Director’s Delegate Blackman held that Arbitrator Smith made several errors of law in his conclusion:

  1. He seemingly rated symptoms rather than impairments, specifically when concluding that it made no sense to rate, “the same set of symptoms twice for the same set of symptoms, each obtained in isolation from the other”.
  2. He failed to make a determination on causation, as it relates to emotional or behavioural disturbances. This was particularly problematic because determining the cause of the impairment is key to ensuring that the impairment rating doesn’t underestimates or overestimates the level of impairment.
  3. He only rated brain impairment at Chapter 4, Table 2, instead of providing separate ratings under both Table 2 and Table 3. The more severe of the two is what represents the appropriate level of cerebral impairment. This number is then combined with the other impairment ratings using the Combined Values Chart.
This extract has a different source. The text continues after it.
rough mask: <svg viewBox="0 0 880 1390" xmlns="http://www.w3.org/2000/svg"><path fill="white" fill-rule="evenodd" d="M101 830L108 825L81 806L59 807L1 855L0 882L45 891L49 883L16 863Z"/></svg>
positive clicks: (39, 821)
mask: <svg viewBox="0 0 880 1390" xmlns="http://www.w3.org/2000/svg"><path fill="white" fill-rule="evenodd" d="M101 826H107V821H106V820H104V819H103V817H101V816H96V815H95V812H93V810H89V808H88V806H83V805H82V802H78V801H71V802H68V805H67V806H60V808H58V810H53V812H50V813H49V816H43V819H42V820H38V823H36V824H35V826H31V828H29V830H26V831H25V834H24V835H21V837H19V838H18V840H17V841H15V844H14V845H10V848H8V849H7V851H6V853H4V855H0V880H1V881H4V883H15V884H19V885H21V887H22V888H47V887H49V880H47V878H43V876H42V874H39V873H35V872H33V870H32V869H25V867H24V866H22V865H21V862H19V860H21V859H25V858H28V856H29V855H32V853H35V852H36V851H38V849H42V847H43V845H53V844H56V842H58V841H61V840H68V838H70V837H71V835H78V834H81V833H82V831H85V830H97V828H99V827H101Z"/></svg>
The question of ratings under Chapter 4 of the AMA Guides was remitted back to arbitration for determination. In Director’s Delegate Blackman’s view, the key to distinguishing Chapter 4, Table 3 from Chapter 14 is causation. Emotional or behavioural disturbances under Chapter 4, Table 3 result from neurologic impairments, while Chapter 14 addresses impairments that result from mental disorders. The Arbitrator must address causation, even where it seems impractical to do so.

While it may be tempting to view this decision as some sort of a victory for Mr. Allan, that’s not necessarily the case. Adjudicators are not restricted to determining a WPI rating within the ranges outlined by the experts. As Director’s Delegate Blackman’s decision indicates, a WPI range is not very helpful if the expert does not comment on whether emotional or behavioural impairments resulted from Chapter 4 Nervous System injuries or Chapter 14 Mental and Behavioural disorders before the appropriate ratings are assigned. It appears that Mr. Allen’s expert did not provide any direct guidance in this regard, at least not in his written report. It is therefore yet to be seen whether Mr. Allen will ultimately be able to obtain a more favourable result at the new hearing.